Néanmoins, selon The Economist, le « triomphe de Nigel Farage n’est pas tout à fait ce qu’il paraît ». Selon les extrapolations de l’hebdomadaire libéral britannique, si des élections générales avaient eu lieu cette semaine, Reform UK n’aurait obtenu que 31 % des voix. Il n’est pas parvenu à « détruire et remplacer les conservateurs », comme se l’était fixé Farage. Les prochaines élections générales devraient normalement se dérouler en 2029. D’ici là, Reform UK devra faire la preuve qu’il est capable de diriger le pays.
Reste que le Premier ministre, Keir Starmer, est désormais sur la sellette. L’ancienne ministre travailliste Catherine West a annoncé aussitôt après la publication des résultats qu’elle tentera, dès lundi, de provoquer une élection pour remplacer Starmer à la tête du cabinet. Il lui faudrait le soutien de 80 députés pour y parvenir, ce que les observateurs estiment improbable.

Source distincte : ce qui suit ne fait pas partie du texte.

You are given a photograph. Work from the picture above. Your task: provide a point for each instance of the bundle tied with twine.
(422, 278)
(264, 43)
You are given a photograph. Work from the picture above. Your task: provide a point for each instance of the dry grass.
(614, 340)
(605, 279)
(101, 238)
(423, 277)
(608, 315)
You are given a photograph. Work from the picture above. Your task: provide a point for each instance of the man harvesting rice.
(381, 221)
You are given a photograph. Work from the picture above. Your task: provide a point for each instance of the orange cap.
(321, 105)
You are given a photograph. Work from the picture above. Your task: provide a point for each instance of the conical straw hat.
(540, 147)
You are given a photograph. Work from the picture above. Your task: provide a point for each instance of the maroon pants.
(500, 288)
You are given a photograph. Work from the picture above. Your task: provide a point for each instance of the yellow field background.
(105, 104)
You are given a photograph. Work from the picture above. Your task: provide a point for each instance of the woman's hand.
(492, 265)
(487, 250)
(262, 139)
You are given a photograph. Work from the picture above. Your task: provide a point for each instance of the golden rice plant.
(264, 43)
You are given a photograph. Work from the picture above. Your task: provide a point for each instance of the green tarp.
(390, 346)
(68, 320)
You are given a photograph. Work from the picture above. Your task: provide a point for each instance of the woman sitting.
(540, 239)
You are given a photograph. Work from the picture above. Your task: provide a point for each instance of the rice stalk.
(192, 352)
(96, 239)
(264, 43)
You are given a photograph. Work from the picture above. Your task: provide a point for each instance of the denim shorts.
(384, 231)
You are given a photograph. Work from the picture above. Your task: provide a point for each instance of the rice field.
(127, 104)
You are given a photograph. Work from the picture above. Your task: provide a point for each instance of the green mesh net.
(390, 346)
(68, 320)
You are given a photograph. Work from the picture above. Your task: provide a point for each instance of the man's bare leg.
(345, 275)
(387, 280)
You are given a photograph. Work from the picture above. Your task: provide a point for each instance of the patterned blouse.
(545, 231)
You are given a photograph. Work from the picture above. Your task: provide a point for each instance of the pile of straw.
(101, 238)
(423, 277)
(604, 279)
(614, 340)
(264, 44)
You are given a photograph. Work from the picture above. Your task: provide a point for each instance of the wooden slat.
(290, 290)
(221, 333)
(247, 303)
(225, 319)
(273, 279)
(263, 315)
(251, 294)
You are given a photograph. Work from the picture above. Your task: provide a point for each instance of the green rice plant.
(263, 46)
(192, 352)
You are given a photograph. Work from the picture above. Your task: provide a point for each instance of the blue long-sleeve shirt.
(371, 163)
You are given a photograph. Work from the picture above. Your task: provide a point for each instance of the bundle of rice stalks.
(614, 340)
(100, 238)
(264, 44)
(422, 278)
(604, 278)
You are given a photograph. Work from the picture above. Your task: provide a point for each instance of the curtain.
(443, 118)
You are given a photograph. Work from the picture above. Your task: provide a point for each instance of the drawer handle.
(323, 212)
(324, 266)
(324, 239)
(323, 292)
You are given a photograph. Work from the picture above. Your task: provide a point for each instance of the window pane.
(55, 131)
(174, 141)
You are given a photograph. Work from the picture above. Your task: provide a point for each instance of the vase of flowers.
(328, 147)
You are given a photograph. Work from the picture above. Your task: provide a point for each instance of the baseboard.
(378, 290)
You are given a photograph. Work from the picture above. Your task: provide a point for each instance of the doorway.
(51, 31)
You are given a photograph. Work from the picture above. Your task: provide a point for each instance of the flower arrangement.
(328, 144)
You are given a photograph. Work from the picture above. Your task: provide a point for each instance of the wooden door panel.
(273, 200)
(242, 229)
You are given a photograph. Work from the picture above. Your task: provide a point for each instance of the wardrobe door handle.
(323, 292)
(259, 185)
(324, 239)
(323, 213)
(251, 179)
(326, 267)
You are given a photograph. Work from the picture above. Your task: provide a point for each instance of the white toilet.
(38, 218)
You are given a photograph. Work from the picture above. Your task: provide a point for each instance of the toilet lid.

Friedrich Merz et ses « réformes qui patinent »
Keir Starmer n’est pas le seul leader européen victime de l’impopularité. Un an seulement après sa nomination à la chancellerie, Friedrich Merz est au plus bas dans les sondages : seulement 13 % des Allemands sont satisfaits de sa politique. La CDU/CSU, qui avait obtenu 29 % des voix aux élections de l’an dernier, est tombée à 23 %. Et le partenaire de coalition, le SPD, stagne aux alentours de 13 %. En tête, là aussi, le parti populiste anti-européen d’extrême droite, l’AfD, avec 27 %.
« Les grandes réformes annoncées patinent », selon The Economist. « Un sentiment d’épuisement plane sur ce gouvernement ». Sa majorité au Bundestag est réduite (une douzaine de sièges), ses projets de réforme sont en butte aux manœuvres de députés « frondeurs », bénéficiant d’une formidable capacité de nuisance. En outre, chacun des partis formant la coalition estime avoir été aux limites des concessions acceptables.
Le gouvernement a été incapable de rétablir la croissance, qui patine. L’industrie allemande est prise en tenaille entre le protectionnisme américain et le mercantilisme chinois.